• Anti-ag doesn’t really make sense • Return of phone good news to share • Spending increase shows why county needs new leadership
Anti-ag doesn’t really make sense
You hear a lot lately about folks who are “anti-ag.” I wonder who is really saying that and who believes it. Who in their right mind would truly be anti-ag? No food is devoid of any agricultural ingredient unless it is wild caught or gathered. I don’t know any Kauai livestock ranchers who believe people dislike what they are doing. We all support Kauai Coffee. The Haraguchi taro patches in Hanalei are a thing of beauty. Organic farmers are heroic. I don’t know any farmers at the market who believe people think they should get a different job. Saying that a group of people are anti-ag is kind of like calling them anti-mom; so maybe herein lies the clue. Maybe this is a cleverly thought out tactic to turn public opinion against a certain segment of our population.
Ever since the agrochemical industry has come under scrutiny, it has chosen to duck and weave rather than go eye to eye with their host community. Cooperate with disclosure and buffer zone regulations and ante up a few more tax dollars? No, easier to cozy up to the Farm Bureau so they can say, “we’re just a bunch of good ol’ farmers doing good ol’ farming just like your grandpappies did.”
Take off the protective gear, put on some jeans, boots, and a brimmed hat. Hang out at the new headquarters they paid for and pretty soon the real ranchers and farmers are their buddies and feeling pity for their plight. Sit on the tailgate, knock down a few cold ones and curse all those anti-ag activists while their bosses in the far away corporate offices hoot and applaud the show.
Return of phone good news to share
Six months ago, my son lost his cell phone. Shortly afterwards I received a phone call asking me if I knew the person that had this phone number.
I replied, “Yes, that’s my son’s cell phone number.” The young man stated that he’d found my son’s cell phone at Salt Pond pavilion.
“Pauly” was in Wailua and I was able to meet him and retrieve my son’s cell phone.
Pauly Udarbe (from Hanapepe), is a most honest, respectful (he always called me “Aunty”), upstanding and humble young man. For over six months, he made an effort to connect with me to return an electronic device.
Pauly helps to restore my faith in humanity, especially in these days and times! When I told him that, his reply: “It’s not right to keep someone’s stuff.”
“To try to find whose belongings and return it” was Pauly’s response to my thankfulness.

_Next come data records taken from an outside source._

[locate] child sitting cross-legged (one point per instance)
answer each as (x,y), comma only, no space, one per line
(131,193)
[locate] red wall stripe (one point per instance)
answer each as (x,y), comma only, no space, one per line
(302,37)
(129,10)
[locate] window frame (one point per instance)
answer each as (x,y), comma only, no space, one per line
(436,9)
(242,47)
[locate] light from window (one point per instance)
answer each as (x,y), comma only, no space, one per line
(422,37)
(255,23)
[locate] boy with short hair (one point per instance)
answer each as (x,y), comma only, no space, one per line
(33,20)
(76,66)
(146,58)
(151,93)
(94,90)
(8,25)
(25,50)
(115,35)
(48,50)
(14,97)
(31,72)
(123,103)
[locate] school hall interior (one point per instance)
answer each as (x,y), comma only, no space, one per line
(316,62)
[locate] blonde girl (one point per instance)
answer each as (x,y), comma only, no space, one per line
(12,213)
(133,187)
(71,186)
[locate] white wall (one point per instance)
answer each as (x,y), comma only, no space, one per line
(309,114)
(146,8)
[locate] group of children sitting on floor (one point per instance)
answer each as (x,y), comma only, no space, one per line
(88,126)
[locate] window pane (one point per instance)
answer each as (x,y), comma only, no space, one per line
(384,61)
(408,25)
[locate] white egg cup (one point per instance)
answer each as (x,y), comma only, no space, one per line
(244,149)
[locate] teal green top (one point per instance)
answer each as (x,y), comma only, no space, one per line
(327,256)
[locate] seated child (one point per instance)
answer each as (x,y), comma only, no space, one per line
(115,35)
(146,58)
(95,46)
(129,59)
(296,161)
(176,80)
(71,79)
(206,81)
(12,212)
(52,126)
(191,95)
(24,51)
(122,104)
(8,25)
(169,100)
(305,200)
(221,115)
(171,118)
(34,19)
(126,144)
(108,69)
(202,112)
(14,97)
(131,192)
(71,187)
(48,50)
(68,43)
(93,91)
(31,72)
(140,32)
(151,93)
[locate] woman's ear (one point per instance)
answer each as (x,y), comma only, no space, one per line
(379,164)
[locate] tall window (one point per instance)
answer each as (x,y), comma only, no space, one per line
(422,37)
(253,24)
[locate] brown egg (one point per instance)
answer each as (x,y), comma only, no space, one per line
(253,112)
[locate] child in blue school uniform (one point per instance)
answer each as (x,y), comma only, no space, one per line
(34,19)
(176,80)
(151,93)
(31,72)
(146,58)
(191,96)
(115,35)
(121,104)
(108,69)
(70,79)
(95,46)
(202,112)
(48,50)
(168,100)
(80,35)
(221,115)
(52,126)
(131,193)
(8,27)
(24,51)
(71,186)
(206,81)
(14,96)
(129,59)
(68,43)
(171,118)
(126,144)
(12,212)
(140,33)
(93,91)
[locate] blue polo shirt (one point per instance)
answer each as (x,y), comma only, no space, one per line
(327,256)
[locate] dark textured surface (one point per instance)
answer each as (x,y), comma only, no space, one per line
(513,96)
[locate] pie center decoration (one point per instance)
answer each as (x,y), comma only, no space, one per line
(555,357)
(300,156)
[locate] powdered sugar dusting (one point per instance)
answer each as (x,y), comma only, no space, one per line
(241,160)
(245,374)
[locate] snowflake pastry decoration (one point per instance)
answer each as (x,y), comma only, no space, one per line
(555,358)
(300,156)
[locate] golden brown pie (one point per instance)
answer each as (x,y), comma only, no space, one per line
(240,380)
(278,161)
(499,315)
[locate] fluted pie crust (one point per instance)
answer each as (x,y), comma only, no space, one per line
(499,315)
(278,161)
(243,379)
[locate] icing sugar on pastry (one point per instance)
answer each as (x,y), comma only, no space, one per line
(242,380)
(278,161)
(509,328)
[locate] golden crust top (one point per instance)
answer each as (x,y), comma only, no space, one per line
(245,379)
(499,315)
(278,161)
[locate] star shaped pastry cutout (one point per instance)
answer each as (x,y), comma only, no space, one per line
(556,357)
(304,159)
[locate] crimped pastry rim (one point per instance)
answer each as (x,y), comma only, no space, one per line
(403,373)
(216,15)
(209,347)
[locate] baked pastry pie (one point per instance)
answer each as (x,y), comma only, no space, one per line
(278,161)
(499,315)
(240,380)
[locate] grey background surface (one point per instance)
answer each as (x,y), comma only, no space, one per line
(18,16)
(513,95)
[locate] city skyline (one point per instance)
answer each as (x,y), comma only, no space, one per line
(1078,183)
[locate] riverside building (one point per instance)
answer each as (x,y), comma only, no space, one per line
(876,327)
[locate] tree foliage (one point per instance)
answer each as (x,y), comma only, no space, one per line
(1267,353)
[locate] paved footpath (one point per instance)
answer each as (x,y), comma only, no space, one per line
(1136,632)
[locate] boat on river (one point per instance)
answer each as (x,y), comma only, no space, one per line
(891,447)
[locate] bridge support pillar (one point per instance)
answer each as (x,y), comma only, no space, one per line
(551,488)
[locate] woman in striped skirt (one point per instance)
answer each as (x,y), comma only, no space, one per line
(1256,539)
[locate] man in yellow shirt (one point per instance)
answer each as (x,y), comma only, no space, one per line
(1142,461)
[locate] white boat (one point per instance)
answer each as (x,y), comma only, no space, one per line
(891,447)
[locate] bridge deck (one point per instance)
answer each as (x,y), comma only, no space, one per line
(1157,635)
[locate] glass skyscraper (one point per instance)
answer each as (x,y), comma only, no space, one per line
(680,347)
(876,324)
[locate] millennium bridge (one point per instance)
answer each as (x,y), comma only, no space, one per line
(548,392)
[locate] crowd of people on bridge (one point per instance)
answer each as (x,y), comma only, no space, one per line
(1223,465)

I want to Mahalo Pauly through our newspaper, TGI – since this news is “good news,” to share da story of a beautiful phenomenon; particularly in these times.
Bonnie P. Bator
Spending increase shows why county needs new leadership
As mayor, Bernard Carvalho’s budget for the county of Kauai spiraled out of control, increasing the size of government. Carvalho made no attempt to cut costs. To pay for the spending spree, the county increased property taxes and vehicle taxes.
Anyone can spend, spend and spend and then raise taxes to pay for the excessive spending.
Four more years of Bernard Carvalho as mayor and your property taxes and vehicle taxes will likely increase again.
Do what Peter Finch did in “Network.” Stick your head out the window and shout, “I’m mad as hell and I won’t take it anymore.”
For mayor of Kauai, vote for Dustin Barca.